Kays, Kozacek died after their home-built plane went down April 29 near La Center

Dennis Kozacek shows a Post-Record reporter the inside of a Cessna 150 aircraft used by flight instructors at ATC Camas during an April 2018 photo shoot. Kozacek, 70, of Ridgefield, was killed April 29, in a small plane crash near La Center. (Post-Record file photo)

The plane's wreckage, found April 29, near the East Fork Lewis River in north Clark County. Camas resident Milo Kays, 73, and flight instructor Dennis Kozacek, 70, were killed in the crash. (Courtesy of Clark County Sheriff's Office)

Two men with Camas ties were killed in an April 29 plane crash near La Center.

Milo L. Kays, 73, and Dennis R. Kozacek, 70, died after the small plane Kays was piloting and Kozacek was riding in as a passenger crashed near La Center in what Clark County Sheriff’s Office described in a press release as “a marshy area south of the East Fork Lewis River at the dead end of Bjur Road, off Northeast 269th Street.”

Both men had Camas ties. Kays was a Camas resident and Kozacek, of Ridgefield, was a flight instructor for ATC Camas, a flight training facility at Grove Field airport.

A pilot flying over the Daybreak area of Clark County around 4 p.m., April 29, spotted the wreckage and alerted authorities while circling overhead.

Clark County Fire Rescue personnel and Clark County Sheriff’s deputies located the downed single-engine, two-seater, home-built propeller plane in a shallow pond in about two feet of water, and determined both men had died on impact.

Investigators with the Federal Aviation Administration are trying to determine the exact time and cause of the crash.

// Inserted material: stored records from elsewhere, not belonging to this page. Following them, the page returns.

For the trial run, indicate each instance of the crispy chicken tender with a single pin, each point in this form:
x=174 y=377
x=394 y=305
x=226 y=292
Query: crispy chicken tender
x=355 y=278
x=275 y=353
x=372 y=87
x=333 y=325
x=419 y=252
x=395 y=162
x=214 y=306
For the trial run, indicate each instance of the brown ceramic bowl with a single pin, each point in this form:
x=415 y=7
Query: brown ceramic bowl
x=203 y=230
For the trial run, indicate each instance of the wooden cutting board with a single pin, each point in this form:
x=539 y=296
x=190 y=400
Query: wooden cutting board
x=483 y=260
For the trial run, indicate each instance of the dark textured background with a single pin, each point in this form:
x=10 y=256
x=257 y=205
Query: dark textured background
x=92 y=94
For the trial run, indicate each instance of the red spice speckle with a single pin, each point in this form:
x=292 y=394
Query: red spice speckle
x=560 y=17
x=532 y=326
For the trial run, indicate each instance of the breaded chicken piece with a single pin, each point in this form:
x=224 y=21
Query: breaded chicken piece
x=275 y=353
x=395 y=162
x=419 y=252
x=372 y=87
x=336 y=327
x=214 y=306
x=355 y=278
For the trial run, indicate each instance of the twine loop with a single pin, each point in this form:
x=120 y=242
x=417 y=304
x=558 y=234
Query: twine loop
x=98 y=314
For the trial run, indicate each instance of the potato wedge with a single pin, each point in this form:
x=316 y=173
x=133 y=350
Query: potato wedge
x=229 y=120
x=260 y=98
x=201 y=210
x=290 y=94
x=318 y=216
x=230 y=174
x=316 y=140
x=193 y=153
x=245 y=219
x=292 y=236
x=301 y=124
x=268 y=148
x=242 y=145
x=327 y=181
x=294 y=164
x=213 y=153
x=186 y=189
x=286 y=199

In an April 19, 2018, article, Kozacek described his love of flying to the Post-Record and said he had spent 20 years as a pilot in the United States Navy and 31 years flying with FedEx. He spoke with pride about his then-23-year-old son, Carter Kozacek, who was training as a pilot in the United States Air Force, and his brother-in-law, a flight instructor who had flown 757s for United Airlines.

“Flying in general is just one of those things that you kind of get hooked on. It’s the sensation of being in the air and being able to see, and it makes you feel kind of like a bird,” Kozacek told the Post-Record in 2018. “I enjoy instructing. It can be frustrating at times, but it’s very rewarding because usually (you’re training) somebody who has the thrill of aviation like you do.”